Als Wrestler ist der Pheasant Warrior eigentlich an Schmerz gewöhnt und müsste mit ihm umzugehen wissen. Bei seiner Arbeit im Ring ist er tagtäglich Angriffen ausgesetzt, die einem normalen Menschen die Schwärze ist in die Augen treiben würden. Verletzungen sind an der Tagesordnung - ohne dass sie ein Grund wären, eine Pause einzulegen. Ja, der Krieger hat gelernt, wie er selbst die größten Cruxen aushält.
Doch dieser Schmerz ist anders. Kein kurzes Aufflackern der Pein bei einem Körpertreffer. Nicht die höllische Qual, die man in einem Aufgabegriff erleidet. Auch nicht vergleichbar mit dem atemraubenden Aufprall bei einem Sturz. Dieses Martyrium zehrt an den Kräften, bringt den Körper, vor allem aber auch die Psyche, bis an die äußerste Grenze...

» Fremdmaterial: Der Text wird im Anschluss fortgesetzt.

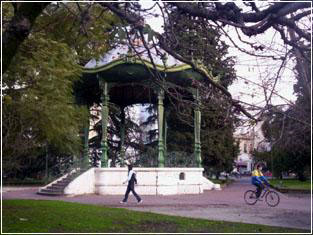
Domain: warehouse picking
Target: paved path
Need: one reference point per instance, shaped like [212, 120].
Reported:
[293, 211]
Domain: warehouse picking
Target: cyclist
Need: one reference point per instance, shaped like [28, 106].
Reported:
[258, 179]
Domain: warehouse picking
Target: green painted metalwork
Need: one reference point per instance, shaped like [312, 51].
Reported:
[160, 128]
[165, 132]
[122, 133]
[147, 63]
[129, 71]
[197, 129]
[104, 122]
[86, 146]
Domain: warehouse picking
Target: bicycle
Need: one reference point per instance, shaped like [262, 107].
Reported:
[271, 197]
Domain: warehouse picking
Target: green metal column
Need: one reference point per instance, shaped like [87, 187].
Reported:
[104, 122]
[122, 130]
[160, 128]
[85, 162]
[197, 128]
[165, 132]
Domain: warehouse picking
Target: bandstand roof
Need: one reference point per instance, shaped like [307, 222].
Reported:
[131, 74]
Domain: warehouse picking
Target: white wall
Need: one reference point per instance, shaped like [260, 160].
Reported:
[151, 181]
[83, 184]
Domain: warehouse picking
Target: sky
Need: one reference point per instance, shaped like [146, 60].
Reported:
[251, 70]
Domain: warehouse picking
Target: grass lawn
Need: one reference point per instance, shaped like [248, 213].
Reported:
[35, 216]
[291, 184]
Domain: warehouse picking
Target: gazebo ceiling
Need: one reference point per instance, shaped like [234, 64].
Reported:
[131, 76]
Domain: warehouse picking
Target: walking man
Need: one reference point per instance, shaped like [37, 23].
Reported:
[131, 179]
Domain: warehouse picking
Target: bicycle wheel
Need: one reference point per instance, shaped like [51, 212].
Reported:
[250, 197]
[272, 198]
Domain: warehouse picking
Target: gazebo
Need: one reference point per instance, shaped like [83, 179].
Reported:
[126, 76]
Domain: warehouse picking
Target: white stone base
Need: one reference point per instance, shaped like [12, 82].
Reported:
[151, 181]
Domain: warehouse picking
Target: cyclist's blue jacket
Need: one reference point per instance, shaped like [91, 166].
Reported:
[258, 178]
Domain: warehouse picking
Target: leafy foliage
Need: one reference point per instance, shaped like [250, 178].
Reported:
[39, 106]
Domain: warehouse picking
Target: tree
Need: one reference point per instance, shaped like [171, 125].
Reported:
[40, 111]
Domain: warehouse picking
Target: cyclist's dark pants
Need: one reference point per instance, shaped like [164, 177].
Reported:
[259, 188]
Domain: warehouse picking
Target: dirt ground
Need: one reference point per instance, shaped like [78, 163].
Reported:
[294, 210]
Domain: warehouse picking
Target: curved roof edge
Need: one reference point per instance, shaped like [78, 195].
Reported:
[174, 68]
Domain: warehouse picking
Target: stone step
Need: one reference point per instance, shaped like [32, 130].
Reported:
[50, 193]
[56, 187]
[52, 190]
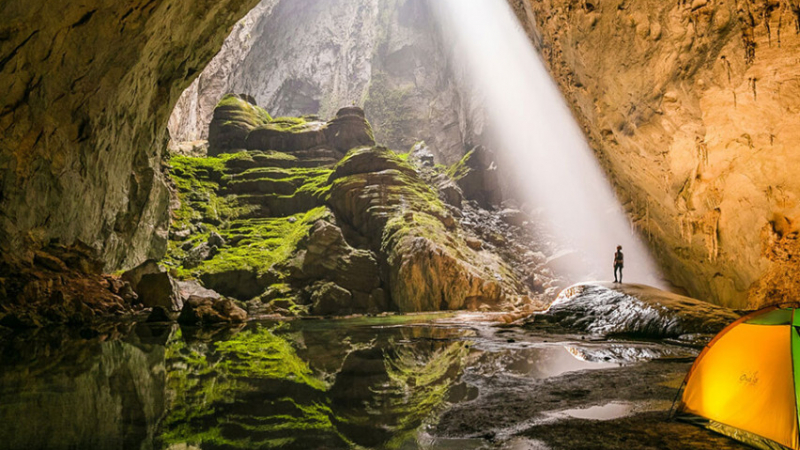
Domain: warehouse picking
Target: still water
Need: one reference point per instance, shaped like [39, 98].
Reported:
[358, 383]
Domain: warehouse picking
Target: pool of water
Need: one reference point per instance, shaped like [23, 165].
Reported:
[361, 383]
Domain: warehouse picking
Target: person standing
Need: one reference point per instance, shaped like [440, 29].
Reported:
[619, 261]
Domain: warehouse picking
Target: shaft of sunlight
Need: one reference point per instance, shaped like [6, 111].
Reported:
[535, 130]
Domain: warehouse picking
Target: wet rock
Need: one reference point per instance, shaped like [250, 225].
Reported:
[330, 299]
[287, 137]
[242, 284]
[192, 288]
[210, 311]
[634, 309]
[476, 175]
[429, 268]
[49, 262]
[134, 276]
[159, 290]
[329, 256]
[159, 314]
[513, 217]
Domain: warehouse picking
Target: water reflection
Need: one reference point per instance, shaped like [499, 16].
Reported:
[370, 383]
[366, 387]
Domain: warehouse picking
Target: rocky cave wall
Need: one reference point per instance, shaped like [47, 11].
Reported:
[89, 87]
[692, 108]
[299, 57]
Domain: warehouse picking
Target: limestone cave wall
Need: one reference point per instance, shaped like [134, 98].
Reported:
[87, 91]
[299, 57]
[692, 108]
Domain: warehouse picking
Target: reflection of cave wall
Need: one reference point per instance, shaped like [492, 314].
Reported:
[88, 88]
[694, 110]
[82, 394]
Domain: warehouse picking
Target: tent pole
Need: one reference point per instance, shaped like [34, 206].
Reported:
[677, 394]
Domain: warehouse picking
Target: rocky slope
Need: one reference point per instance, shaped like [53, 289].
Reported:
[89, 91]
[299, 216]
[692, 107]
[315, 56]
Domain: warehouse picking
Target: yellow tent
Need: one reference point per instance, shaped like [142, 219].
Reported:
[744, 384]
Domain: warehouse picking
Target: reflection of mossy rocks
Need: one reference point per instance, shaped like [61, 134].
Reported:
[159, 290]
[340, 234]
[209, 311]
[234, 117]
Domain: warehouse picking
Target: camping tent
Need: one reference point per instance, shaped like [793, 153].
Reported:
[745, 383]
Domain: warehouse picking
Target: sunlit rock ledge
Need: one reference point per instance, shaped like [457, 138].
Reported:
[634, 309]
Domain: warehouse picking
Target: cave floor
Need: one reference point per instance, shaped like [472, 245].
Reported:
[441, 381]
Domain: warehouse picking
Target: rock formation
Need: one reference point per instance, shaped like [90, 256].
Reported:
[315, 56]
[313, 217]
[88, 91]
[692, 108]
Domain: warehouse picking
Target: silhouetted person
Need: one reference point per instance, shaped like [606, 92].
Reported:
[619, 261]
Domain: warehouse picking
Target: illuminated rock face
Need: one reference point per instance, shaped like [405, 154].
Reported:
[88, 88]
[692, 108]
[301, 57]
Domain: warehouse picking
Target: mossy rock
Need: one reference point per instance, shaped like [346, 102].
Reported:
[234, 117]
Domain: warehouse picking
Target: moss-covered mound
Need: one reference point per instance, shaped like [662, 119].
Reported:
[430, 266]
[234, 117]
[294, 225]
[238, 123]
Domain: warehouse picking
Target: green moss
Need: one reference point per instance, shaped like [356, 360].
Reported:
[424, 383]
[211, 390]
[460, 169]
[260, 243]
[389, 111]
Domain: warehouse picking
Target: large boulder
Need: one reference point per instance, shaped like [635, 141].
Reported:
[634, 309]
[209, 311]
[476, 175]
[349, 129]
[287, 136]
[430, 266]
[192, 288]
[330, 299]
[135, 275]
[328, 256]
[159, 290]
[234, 117]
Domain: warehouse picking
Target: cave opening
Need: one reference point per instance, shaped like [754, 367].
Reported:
[360, 223]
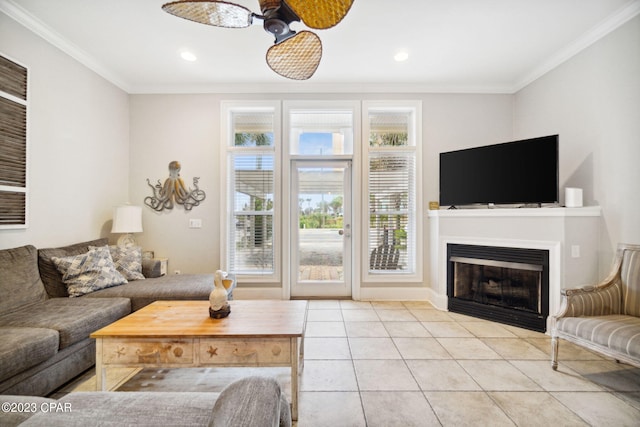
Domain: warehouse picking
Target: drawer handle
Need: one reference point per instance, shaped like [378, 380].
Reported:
[237, 353]
[153, 353]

Seit Tagen hat der Pheasant Warrior im Rahmen seiner dritten Lektion keine Nahrung mehr essen dürfen. Der Hunger nagt an den Nerven, sein Magen gibt ihm keinen Augenblick der Ruhe mehr. Nur das nötigste an Wasser wird ihm gereicht, zumeist leidet er neben Hunger und der Schwäche auch an einem grauenhaften Durst. Es fühlt sich an, als würde sich sein ausgetrockneter Körper bei lebendigem Leibe zusammenziehen.
Bloß selbst Hunger und Durst wären auszuhalten, wenn nicht der zweite Teil der Aufgabe ihn langsam endgültig an den Rande des Aufgebens zwingt: Schlaflosigkeit. Da es in dem Raum, in dem er seine Tage verbringt, kein Fenster gibt, kann der Krieger die Zeit nicht einschätzen, die er schon wach ist. Kein Morgen, kein Abend. Lediglich der Biorhythmus seines Körpers gibt ihm halbwegs Auskunft darüber, wie lange er schon hier drinnen ist. Immer wieder droht die Müdigkeit, ihn zu übermannen. Nur der Gedanke, die Angst, er könne in der Ausbildung scheitern lässt ihn noch wach bleiben.

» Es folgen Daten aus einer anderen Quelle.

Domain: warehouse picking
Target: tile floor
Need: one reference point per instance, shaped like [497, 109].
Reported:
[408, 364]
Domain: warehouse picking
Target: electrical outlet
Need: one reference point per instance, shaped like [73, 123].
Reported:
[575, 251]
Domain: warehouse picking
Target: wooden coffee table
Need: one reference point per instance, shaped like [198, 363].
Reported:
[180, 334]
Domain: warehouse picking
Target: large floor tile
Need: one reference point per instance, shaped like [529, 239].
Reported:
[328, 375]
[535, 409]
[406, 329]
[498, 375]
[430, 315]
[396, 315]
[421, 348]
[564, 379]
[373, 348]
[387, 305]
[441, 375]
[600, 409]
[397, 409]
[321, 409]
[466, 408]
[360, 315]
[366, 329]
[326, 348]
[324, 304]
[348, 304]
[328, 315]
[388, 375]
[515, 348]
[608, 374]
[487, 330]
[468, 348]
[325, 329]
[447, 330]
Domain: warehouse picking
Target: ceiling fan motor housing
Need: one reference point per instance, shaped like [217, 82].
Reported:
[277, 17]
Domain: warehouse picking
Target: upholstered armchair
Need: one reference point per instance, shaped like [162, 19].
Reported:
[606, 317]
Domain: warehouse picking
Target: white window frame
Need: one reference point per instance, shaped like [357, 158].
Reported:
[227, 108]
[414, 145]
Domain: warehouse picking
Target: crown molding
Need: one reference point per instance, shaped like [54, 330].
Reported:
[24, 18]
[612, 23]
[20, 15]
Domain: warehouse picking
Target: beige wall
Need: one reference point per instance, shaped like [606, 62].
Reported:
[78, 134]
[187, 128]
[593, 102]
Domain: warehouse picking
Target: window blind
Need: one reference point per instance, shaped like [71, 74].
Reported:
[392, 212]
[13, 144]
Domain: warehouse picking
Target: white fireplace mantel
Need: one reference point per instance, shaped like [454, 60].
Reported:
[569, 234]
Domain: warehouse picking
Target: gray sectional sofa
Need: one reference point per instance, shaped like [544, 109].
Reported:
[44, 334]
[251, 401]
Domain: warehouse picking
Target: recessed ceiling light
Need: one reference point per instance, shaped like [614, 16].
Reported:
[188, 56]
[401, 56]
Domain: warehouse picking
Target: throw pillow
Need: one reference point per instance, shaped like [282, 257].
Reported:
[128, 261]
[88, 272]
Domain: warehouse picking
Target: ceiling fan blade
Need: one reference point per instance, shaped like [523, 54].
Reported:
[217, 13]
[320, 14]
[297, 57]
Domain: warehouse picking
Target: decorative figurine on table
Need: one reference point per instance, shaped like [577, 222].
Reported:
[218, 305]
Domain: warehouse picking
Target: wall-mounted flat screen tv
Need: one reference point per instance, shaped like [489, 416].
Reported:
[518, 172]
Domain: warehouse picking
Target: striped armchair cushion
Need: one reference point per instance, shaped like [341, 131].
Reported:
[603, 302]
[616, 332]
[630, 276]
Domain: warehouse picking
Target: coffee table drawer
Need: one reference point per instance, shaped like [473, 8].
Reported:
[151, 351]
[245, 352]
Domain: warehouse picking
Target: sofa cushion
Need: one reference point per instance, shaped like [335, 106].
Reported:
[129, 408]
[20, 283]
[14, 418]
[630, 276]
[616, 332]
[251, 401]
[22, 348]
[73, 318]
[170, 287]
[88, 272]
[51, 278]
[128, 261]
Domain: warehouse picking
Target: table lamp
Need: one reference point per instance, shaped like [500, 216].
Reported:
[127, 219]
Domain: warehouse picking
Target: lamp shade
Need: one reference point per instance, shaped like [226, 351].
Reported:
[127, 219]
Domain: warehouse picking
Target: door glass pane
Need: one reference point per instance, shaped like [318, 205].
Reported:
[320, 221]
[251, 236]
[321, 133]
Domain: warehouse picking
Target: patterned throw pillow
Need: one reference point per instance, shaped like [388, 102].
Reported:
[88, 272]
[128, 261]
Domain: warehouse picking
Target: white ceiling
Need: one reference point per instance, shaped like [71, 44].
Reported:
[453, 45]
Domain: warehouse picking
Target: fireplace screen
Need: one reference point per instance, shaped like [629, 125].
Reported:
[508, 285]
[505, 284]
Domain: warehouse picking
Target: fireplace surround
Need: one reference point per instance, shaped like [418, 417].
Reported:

Seine einzige Beschäftigung ist das Lesen der alten Schriften, von denen ihm der Wächter reichlich gegeben hatte. Zunächst hatte er die Werke verschlungen, erzählten sie doch von glorreichen Heldengeschichten um Armondo und die anderen Fasanenkrieger, deren Taten teils schon hunderte von Jahren zurücklagen. Beim Lesen der Worte fühlte er sich von Ehrfurcht überwältigt, sein Herz pochte bis zum Hals und die Haut an seinen Armen stellte sich auf. Doch nun, nach mehreren Tagen ohne Schlaf und Nahrung, kann er sich kaum noch konzentrieren. Die Buchstaben verschwimmen vor seinen Augen, der Inhalt wird von ihm kaum noch aufgenommen. Mehrmals hat er sich schon dabei erwischt, wie der Kopf langsam zu sinken beginnt. Doch mit allerletzten Willenskraft konnte er den Schlaf bislang abwehren. Bloß weiß er nicht, wie lange er noch durchhalten...

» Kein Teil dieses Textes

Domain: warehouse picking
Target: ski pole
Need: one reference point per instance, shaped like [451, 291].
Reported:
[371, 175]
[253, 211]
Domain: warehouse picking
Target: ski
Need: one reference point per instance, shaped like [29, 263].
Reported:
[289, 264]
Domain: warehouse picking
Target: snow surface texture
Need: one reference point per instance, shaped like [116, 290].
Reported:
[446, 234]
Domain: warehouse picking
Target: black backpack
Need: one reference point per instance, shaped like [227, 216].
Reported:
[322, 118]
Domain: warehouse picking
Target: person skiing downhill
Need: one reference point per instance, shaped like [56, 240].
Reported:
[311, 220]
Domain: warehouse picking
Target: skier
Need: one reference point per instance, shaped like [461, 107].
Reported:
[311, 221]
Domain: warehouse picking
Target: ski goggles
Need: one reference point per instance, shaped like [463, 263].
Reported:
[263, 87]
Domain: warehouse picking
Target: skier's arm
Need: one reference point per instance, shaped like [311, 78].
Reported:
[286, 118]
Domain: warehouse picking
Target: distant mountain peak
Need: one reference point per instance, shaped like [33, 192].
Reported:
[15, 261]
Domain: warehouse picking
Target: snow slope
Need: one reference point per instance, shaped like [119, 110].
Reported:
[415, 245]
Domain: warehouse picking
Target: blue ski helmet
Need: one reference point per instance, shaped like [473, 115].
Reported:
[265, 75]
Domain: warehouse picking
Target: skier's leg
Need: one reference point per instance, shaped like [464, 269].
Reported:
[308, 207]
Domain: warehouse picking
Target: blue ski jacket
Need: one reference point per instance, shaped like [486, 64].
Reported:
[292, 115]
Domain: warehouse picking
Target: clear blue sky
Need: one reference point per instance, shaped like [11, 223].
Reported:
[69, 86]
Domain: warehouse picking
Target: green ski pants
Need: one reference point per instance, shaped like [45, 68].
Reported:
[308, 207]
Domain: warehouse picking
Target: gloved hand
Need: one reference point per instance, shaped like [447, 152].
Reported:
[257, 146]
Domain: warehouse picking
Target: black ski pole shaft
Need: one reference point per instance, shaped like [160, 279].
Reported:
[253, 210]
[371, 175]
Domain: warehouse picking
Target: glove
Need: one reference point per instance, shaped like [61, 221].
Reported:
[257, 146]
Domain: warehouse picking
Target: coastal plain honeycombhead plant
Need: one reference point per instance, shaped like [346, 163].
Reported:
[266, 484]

Er hört die Schritte vor der Tür gerade noch rechtzeitig. Sie geben ihm einen letzten Schub des Wachseins. Ansonsten wäre er wohl in den nächsten Augenblick ins Reich des Schlafes abgeglitten. Nun probiert er sich, so gut wie möglich, aufzurichten. Dazu stützt sich der Kreiger auf dem einfachen Holztisch ab, der in der derzeitigen Lage fast schon als einladendes Bett durchgehen würde.
Mit einem Knirschen wird die Tür geöffnet. Wie so oft in den letzten Tagen – Routine zur Kontrolle. Der Pheasant Warrior dreht seinen Kopf dorthin, wo der Wächter gerade eintritt. Mit einem respektvollen Nicken grüßt er dem alten Mann. Kaum ein Wort würde noch gut hörbar aus seinem vertrockneten Mund kommen. Nun blickt er den Wächter erwartungsvoll an. Erstaunlicherweise kann er kein Wasser in dessen Händen entdecken – muss er womöglich noch länger dursten?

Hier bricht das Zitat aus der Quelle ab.